乗用車と小型商用車のCO2排出基準に関する規則案については、30年までに新車のCO2排出量を21年比で乗用車は55%、小型商用車は50%削減し、35年までにいずれも100%の削減を実現するという内容で合意した。ゼロエミッション車への移行を加速させるための措置で、これに基づくとEU市場では35年以降、ガソリン車など内燃機関車が実質的に販売できなくなる。

ただ、業界内では100%削減という目標を達成するには充電インフラの大規模な整備が不可欠といった声や、ハイブリッド車も販売禁止の対象となることへの反発が根強く、35年の削減目標を90%に緩和するよう求める動きもあった。このため、閣僚理では26年の時点で欧州委がゼロエミッション化に向けた進捗状況を評価し、必要に応じてプラグインハイブリッド車や合成燃料を含む代替燃料の扱いについて、見直しを行うことで合意した。

一方、27日に開いたエネルギー相理事会では、再生可能エネルギー指令とエネルギー効率指令の改正案で合意した。

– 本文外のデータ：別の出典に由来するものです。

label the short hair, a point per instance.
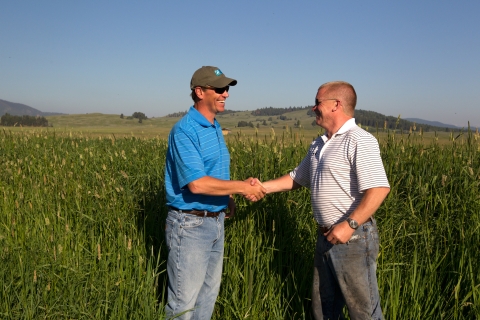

再エネ指令改正案では、EU全体での30年時点のエネルギーミックスに占める再エネ比率の目標を、現行指令の「少なくとも32%」から「少なくとも40%」に引き上げる。冷暖房と産業分野について、欧州委は毎年一定の再エネ比率の引き上げを設定することを提案していたが、閣僚理は5年ごとの平均で設定する案で合意した。

エネルギー効率化指令改正案では、20年時点におけるEU全体のベースライン予測値に対して30年までに少なくとも9%改善するとの欧州委案を支持した。

ただし、欧州委は5月、ロシアのウクライナ侵攻を受け、ロシア産化石燃料依存からの早期脱却を目指す新たな政策案「リパワーEU」を発表した際、30年時点の再エネ比率目標を40%から45%に、効率化目標は9%から13%に引き上げることを提案した。このため、法案成立に向けた欧州議会との交渉では、欧州委が打ち出した新たな目標に近づける方向で協議が行われることが予想される。